The goldfinch's preferred food is small seeds such as those from thistles (the Latin name is from Carduus, a genus of thistles) and teasels, but insects are also taken when feeding young. It also regularly visits bird feeders in winter. They nest in the outer twigs of tall leafy trees, or even in bamboo, laying four to six eggs which hatch in 11–14 days.
In the winter goldfinches group together to form flocks of up to forty birds, occasionally more.
The song is a pleasant silvery twittering. The call is a melodic tickeLIT, and the song is a pleasant tinkling medley of trills and twitters, but always including the trisyllabic call phrase or a teLLIT-teLLIT-teLLIT.
Goldfinches are attracted to back gardens in Europe and North America by birdfeeders containing niger (commercially described as nyjer) seed. This seed of an annual from South Asia is small, and high in oils. Special polycarbonate feeders with small oval slits at which the Goldfinches feed are sometimes used.
Relationships with humans
Goldfinches are commonly kept and bred in captivity around the world because of their distinctive appearance and pleasant song. The Goldfinch males are sometimes crossed with Canary females with the intention to produce male mules with beautiful singing voices, that often capture the best singing attributes of both breeds.

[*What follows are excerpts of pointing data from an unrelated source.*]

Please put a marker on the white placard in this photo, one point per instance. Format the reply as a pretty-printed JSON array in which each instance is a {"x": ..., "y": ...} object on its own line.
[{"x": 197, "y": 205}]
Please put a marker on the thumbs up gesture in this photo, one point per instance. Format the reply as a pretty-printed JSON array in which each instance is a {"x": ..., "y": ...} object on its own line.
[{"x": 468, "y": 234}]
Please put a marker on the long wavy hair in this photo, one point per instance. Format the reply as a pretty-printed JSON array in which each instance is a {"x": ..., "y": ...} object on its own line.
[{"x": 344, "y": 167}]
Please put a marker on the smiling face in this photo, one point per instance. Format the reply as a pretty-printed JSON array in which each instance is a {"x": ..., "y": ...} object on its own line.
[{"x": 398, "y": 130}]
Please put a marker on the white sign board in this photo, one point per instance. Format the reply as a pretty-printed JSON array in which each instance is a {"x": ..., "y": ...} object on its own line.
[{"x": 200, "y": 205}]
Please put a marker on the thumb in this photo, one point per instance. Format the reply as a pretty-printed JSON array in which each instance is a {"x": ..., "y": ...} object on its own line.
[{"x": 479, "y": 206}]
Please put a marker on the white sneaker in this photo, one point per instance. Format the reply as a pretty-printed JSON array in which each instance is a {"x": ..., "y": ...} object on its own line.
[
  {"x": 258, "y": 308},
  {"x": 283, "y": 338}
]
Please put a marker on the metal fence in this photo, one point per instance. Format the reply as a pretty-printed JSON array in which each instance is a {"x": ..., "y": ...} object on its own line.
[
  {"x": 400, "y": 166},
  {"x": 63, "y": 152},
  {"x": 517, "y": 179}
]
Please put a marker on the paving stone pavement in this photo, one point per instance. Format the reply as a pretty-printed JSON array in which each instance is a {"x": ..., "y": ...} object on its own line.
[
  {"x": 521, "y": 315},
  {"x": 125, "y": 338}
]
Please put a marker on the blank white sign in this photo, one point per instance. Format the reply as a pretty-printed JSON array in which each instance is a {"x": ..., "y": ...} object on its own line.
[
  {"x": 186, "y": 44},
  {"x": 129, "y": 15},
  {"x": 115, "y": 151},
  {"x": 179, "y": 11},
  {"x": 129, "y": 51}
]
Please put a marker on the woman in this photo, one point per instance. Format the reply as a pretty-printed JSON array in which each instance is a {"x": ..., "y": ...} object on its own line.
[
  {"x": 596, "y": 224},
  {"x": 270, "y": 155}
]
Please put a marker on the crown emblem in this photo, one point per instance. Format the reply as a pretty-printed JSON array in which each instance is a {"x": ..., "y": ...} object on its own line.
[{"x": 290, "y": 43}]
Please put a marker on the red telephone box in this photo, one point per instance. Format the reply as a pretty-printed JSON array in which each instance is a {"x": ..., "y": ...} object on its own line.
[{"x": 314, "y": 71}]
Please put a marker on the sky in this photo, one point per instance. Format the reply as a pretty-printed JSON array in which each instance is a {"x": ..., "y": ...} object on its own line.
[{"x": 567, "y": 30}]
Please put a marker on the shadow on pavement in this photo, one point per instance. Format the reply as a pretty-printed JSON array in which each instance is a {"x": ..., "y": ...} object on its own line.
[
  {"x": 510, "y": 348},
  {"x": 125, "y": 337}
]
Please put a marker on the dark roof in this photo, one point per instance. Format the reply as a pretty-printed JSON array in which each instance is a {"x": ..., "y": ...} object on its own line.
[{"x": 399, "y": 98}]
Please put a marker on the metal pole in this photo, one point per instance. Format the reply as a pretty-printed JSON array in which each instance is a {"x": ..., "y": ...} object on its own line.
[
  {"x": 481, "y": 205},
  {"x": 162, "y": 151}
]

Because of the thistle seeds it eats, in Christian symbolism the Goldfinch is associated with the Passion and Christ's Crown of Thorns. The Goldfinch, appearing in pictures of the Madonna and the Christ Child, represents the foreknowledge Jesus and Mary had of the Crucifixion. Examples include the Madonna del cardellino or Madonna of the Goldfinch, painted (c. 1505-1506) by the Italian renaissance artist Raphael, in which John the Baptist offers the goldfinch to Christ in warning of his future. In Barocci's Holy Family a goldfinch is held in the hand of John the Baptist who holds it high out of reach of an interested cat. In Cima da Conegliano's Madonna and Child, a goldfinch flutters in the hand of the Christ Child. It is also an emblem of endurance, fruitfulness, and persistence. Because it symbolizes the Passion, the goldfinch is considered a "saviour" bird and may be pictured with the common fly (which represents sin and disease). The Goldfinch is also associated with Saint Jerome and appears in some of his depictions.
Antonio Vivaldi composed a Concerto in D major for Flute "Il Gardellino" (RV 428, Op. 10 No. 3), where the singing of the Goldfinch is imitated by a flute.
In the much admired poem The Great Hunger by Patrick Kavanagh the goldfinch is one of the rare glimpses of beauty in the life of an elderly Irish farmer-
a man might imagine.... these birds the birds of paradise.